Çevrimdışı magicalbronze

  • *
  • 4075
  • Rom: 1
    • Profili Görüntüle
Ynt: Hikayede Dil
« Yanıtla #4 : 21 Aralık 2013, 10:47:47 »
Ben de dilin sadeliğinden ve minimalist bir şekilde kullanılmasından yanayım. Zaten güzel olan, kelimenin bu şekilde kullanılarak etkileyici bir hale getirilebilmesidir bence. O duyguyu verebilecek kelimeyi seçtiğinizde, basit ya da karmaşık olması hiç fark etmez inanın.

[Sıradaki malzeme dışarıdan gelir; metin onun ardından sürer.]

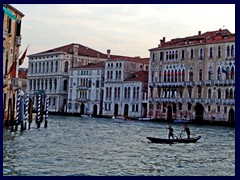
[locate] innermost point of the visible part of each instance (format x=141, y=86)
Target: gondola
x=177, y=140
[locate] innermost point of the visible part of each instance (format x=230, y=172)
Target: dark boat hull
x=178, y=140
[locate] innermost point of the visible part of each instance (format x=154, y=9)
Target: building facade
x=48, y=72
x=123, y=94
x=193, y=78
x=12, y=37
x=85, y=94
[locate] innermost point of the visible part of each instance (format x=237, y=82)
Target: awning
x=9, y=13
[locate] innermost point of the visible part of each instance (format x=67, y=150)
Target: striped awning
x=9, y=13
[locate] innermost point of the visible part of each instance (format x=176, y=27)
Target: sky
x=126, y=29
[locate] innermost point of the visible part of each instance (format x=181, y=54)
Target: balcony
x=230, y=101
x=208, y=101
x=218, y=101
x=189, y=84
x=18, y=40
x=199, y=83
x=5, y=34
x=209, y=82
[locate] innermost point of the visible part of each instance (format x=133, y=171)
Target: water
x=72, y=146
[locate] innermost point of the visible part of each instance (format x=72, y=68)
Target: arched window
x=226, y=94
x=176, y=75
x=176, y=55
x=201, y=54
x=231, y=94
x=165, y=76
x=66, y=67
x=232, y=73
x=228, y=51
x=219, y=51
x=210, y=72
x=219, y=93
x=192, y=53
x=183, y=54
x=6, y=63
x=190, y=74
x=56, y=68
x=219, y=74
x=211, y=53
x=200, y=75
x=183, y=75
x=232, y=50
x=209, y=93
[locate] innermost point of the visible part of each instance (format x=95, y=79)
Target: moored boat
x=177, y=140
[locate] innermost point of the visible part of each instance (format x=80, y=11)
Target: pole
x=18, y=107
x=46, y=116
x=38, y=115
x=26, y=110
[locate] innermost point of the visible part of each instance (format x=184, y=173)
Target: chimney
x=108, y=53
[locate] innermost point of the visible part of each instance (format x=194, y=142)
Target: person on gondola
x=170, y=131
x=187, y=130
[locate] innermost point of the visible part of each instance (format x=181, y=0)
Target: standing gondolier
x=187, y=130
x=170, y=131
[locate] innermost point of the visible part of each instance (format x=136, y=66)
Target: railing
x=18, y=40
x=5, y=34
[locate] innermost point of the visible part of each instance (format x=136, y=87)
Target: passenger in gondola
x=170, y=132
x=187, y=130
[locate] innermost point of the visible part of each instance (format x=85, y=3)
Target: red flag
x=23, y=57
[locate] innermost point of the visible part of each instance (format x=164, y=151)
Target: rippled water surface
x=72, y=146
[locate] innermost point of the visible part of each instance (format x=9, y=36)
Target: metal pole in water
x=26, y=110
x=39, y=105
x=17, y=113
x=46, y=116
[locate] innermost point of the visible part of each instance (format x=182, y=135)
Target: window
x=191, y=56
x=232, y=51
x=183, y=54
x=219, y=52
x=66, y=67
x=211, y=53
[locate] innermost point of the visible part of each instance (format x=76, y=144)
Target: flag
x=23, y=57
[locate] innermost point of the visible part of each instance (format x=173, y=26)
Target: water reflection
x=71, y=146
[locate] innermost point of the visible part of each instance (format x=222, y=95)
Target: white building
x=122, y=95
x=85, y=93
x=48, y=72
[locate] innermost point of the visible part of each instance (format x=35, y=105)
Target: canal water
x=73, y=146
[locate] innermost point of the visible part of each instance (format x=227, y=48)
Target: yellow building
x=12, y=19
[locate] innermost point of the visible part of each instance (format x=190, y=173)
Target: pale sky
x=126, y=29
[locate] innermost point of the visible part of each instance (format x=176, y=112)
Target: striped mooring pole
x=39, y=105
x=26, y=110
x=17, y=108
x=46, y=116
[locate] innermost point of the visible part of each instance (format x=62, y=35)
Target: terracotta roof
x=91, y=66
x=82, y=50
x=138, y=76
x=22, y=73
x=207, y=38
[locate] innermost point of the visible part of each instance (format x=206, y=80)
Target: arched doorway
x=169, y=114
x=231, y=117
x=82, y=109
x=94, y=110
x=125, y=110
x=199, y=109
x=115, y=109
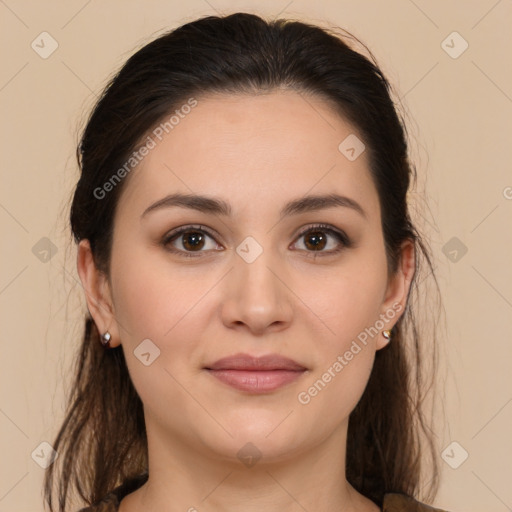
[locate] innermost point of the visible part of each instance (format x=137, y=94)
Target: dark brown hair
x=102, y=442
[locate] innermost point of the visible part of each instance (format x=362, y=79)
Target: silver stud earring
x=105, y=339
x=387, y=334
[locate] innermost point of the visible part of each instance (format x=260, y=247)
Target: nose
x=256, y=296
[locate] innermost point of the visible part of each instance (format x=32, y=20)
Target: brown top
x=393, y=502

Bunun da yolunu açan, diğer arkadaşların da belirttiği üzere, bol bol okumak ve yazmak olacaktır.
"Her neyse sahip olunan, doğar ve ölür.
Bu nefsi müziğin içinde sıkışmış herkes
İhmal eder ölümsüz aklın harikalarını."
- William Butler Yeats, "Sailing to Byzantium "

Çevrimdışı Refeco

  • *
  • 35
  • Rom: 0
  • Aldattığını zannedenin aldanması yakındır.
    • Profili Görüntüle
Ynt: Hikayede Dil
« Yanıtla #5 : 21 Aralık 2013, 19:55:36 »
Çok okumak, çok yazmak tavsiyelerine ben de katılıyorum. Bunun dışında bakış açısı dili oldukça etkilemeli bence.
 
Diyelim ki çok vahşi bir savaşçının gözünden yazıyorsun. Sokakta yürüyen masum vatandaşı bile öldürme ihtimali yüksek bu savaşçıyı anlatırken;

"...ve işte odaya girmiştim. Düşmanımı ararken çerçeveleri ceviz ağacından yapılmış, oldukça detaylı bir yağlı boya tablosu gözüme takıldı. Tablodaki kadının yeşil gözleri ve kıvırcık siyah saçları vardı. Dekoltesi ve mavi elbisesi oldukça dikkatimi çekmişti. Tablonun hemen sağ tarafında belli belirsiz şekilde fark ettiğim, geçmişte kim bilir hangi tabloyu taşıdığı belli olmayan bir çivi vardı. Bir adım daha attım ve bulunduğum odanın ahşap zemininden çıkan ses odayı doldurdu..."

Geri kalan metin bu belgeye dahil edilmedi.